On le voit : exactement comme Khroutchev admiratif devant le spectacle des tours HLM des “4 Pavillons” près de Bordeaux, les plantations de HLM et l’entassement de masse constituent le nec plus ultra de la politique soviétique en matière de logements. Ce qui montre, là encore, la pauvreté du peuple soviétique obligé d’accepter des conditions de vie très spartiates.
Sous Brejnev, les conditions de vie des soviétiques se dégradent, ce qui les oblige à réduire leur consommation, car le surarmement comprime l’investissement productif, et leur niveau de vie. La santé publique est un problème grave, avec la recrudescence de maladies épidémiques telles que la diphtérie, la typhoïde, la rougeole, les oreillons, les hépatites et autres méningites.
Avec Poutine heureusement, le niveau de vie des russes s’accroit fortement par rapport à l’époque de Gorbatchev. Mais il reste faible. Le revenu moyen disponible ajusté net des ménages par habitant est estimé à 19 546 USD par an, soit un chiffre inférieur à la moyenne de 30 490 USD des pays de l'OCDE. En revanche, en termes d'emploi, près de 70 % des 15-64 ans ont un travail rémunéré, un niveau plus élevé que le taux d'emploi moyen de l'OCDE de 66 %.

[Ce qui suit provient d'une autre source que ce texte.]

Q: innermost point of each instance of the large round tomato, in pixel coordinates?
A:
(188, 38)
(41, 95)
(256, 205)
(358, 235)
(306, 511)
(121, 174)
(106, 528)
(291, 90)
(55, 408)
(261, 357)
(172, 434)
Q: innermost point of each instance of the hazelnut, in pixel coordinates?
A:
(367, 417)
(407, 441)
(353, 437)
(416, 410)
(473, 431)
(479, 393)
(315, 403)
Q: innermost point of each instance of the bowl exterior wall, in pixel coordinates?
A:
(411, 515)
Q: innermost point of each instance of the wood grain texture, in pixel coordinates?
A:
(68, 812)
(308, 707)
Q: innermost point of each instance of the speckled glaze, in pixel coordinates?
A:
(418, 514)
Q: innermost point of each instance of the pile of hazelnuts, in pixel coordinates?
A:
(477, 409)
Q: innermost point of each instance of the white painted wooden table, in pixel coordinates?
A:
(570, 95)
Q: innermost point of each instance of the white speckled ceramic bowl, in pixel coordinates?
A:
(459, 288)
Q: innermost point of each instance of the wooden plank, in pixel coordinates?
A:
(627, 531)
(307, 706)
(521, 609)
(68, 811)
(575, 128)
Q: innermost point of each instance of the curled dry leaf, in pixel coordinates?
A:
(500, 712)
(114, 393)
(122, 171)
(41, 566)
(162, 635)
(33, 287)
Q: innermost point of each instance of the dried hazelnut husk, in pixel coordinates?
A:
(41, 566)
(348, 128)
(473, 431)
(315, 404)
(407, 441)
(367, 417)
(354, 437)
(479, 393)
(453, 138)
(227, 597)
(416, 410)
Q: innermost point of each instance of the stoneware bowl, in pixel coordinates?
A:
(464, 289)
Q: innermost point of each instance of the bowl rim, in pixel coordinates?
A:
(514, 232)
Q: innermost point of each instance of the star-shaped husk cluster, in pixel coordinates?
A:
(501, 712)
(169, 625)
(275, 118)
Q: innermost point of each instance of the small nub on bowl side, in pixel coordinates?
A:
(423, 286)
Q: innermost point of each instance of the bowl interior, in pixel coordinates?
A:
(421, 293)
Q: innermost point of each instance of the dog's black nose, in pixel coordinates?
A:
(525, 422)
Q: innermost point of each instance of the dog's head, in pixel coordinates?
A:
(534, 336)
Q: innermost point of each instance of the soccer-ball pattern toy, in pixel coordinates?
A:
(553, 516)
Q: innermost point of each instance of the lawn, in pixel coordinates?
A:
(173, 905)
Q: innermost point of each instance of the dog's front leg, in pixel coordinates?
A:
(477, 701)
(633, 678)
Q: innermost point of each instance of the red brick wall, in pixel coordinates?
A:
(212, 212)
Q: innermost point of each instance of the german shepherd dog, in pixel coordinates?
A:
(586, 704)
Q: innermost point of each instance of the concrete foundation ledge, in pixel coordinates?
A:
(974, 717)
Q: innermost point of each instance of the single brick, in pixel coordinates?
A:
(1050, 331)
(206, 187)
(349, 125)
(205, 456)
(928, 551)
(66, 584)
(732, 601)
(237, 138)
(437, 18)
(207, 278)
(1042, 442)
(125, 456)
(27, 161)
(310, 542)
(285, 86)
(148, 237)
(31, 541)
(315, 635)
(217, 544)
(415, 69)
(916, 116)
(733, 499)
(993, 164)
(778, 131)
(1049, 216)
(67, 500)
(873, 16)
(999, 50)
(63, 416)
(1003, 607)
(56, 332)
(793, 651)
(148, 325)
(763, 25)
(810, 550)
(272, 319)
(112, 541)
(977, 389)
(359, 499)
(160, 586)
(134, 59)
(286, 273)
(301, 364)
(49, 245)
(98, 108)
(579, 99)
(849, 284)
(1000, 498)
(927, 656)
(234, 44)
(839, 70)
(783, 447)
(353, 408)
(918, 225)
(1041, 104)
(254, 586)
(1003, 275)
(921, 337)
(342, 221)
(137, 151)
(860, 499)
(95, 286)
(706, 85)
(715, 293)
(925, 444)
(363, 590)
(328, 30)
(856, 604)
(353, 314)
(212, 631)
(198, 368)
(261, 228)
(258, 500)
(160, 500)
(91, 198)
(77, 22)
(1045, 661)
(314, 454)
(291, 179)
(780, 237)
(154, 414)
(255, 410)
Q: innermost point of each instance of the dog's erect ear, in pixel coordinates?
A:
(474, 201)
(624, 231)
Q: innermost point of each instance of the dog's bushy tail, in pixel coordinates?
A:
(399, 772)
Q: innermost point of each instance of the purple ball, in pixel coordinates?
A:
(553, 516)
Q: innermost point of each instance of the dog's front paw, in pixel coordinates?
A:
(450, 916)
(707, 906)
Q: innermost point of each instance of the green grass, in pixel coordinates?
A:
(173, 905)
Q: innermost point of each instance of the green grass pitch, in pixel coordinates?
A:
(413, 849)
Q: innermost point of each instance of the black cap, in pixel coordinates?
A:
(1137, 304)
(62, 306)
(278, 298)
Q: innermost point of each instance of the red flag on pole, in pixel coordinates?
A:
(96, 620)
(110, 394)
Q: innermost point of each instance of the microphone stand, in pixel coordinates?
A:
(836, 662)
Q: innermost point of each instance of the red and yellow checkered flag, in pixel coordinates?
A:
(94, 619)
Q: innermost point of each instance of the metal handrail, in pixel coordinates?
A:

Donc, les salaires russes sont faibles, un tiers de moins, comparé aux salaires des pays européens. Inversement, le chômage et la pauvreté sont moins élevés qu’en Occident. Donc, la question sociale demeure en Russie, même si des progrès ont été réalisés au cours de ces vingt dernières années.
Mais ce qui frappe, c’est à quel point ce sujet majeur, -les conditions de vie des soviétiques/russes sous l’ère Poutine-, n’intéressent aucun chercheur ou homme politique, dans le débat public. Poutine est rejeté ou adoré en bloc, comme le montre ce tee-shirt de groupie vu hier sur le fil d’actu de Facebook, où on voit Poutine chevauchant un tigre : alors qu’en réalité, il faut le juger, l’évaluer dans ce qu’il fait de bien : la guerre en Ukraine et l’échec de l’Occident. Le critiquer pour ses réalisations sociales encore insuffisantes. Lorsqu’on parle de Poutine, il y a longtemps que la rationalité élémentaire, un + un qui font deux, n’existe plus ; où la seule émotion, violement négative des uns, outrancièrement positive des autres, reprend seul ses droits.